Monday, August 2, 2010

Ryan votes against protecting elderly from fraud. At their Age, don't they know how to take care of themselves yet?

Would it come as a surprise to anyone following the Paul Ryan story that he would leave seniors at the mercy of the free market of thieves? We can't rely on government for anything, especially when we're old and frail.
The House of Representatives passed the Senior Financial Empowerment Act. Introduced by Rep. Tammy Baldwin (D-WI), the legislation aims to protect seniors targetted by fraudsters and financial criminals ... nearly one in five seniors are defrauded each year.
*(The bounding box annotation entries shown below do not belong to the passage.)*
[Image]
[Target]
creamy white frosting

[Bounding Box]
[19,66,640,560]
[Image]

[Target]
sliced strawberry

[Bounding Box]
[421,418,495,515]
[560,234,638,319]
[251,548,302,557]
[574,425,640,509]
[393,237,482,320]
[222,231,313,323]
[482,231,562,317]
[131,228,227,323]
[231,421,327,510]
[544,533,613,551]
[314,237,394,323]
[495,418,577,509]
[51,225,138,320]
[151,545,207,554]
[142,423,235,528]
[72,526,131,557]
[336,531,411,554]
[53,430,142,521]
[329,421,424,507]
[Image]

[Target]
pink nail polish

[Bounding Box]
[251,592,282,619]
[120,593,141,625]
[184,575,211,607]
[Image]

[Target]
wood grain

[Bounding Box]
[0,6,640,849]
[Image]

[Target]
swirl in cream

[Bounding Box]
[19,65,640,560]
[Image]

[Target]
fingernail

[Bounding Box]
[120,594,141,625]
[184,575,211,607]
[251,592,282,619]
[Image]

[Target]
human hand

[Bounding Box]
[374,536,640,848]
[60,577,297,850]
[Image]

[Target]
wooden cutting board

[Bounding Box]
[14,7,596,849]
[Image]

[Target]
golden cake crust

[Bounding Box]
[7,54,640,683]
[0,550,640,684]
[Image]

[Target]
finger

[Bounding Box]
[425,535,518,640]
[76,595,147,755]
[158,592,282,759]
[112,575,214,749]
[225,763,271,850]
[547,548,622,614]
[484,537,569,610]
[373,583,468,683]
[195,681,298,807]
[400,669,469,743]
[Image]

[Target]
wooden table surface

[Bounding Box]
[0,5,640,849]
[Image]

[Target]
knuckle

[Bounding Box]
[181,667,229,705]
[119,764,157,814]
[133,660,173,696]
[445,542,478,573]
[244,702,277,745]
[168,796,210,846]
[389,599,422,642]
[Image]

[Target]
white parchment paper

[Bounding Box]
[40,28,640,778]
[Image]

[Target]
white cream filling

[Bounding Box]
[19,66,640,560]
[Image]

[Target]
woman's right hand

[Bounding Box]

Additionally, according to a report by MetLife Mature Market Institute, "the annual financial loss by victims of elder financial abuse is estimated to be at least $2.6 billion dollars."

With strong bipartisan support ... But 79 Republicans, nearly half of the caucus — including (Paul Ryan)— voted against the legislation.

It's not altogether surprising that Republicans would spurn such federal initiatives — even important and uncontroversial ones — on pure anti-government principles. But sometimes, it leaves many of us scratching our heads. What exactly is the principle behind opposing legislation aimed at protecting seniors from fraud? Do they see it as a government takeover of the "avoid fraud industry"?

Perhaps the "no" votes reflect the firmly-held belief of many conservatives that if someone is swindled, that's just too darned bad; it's not the government's job to protect people from their own mistakes.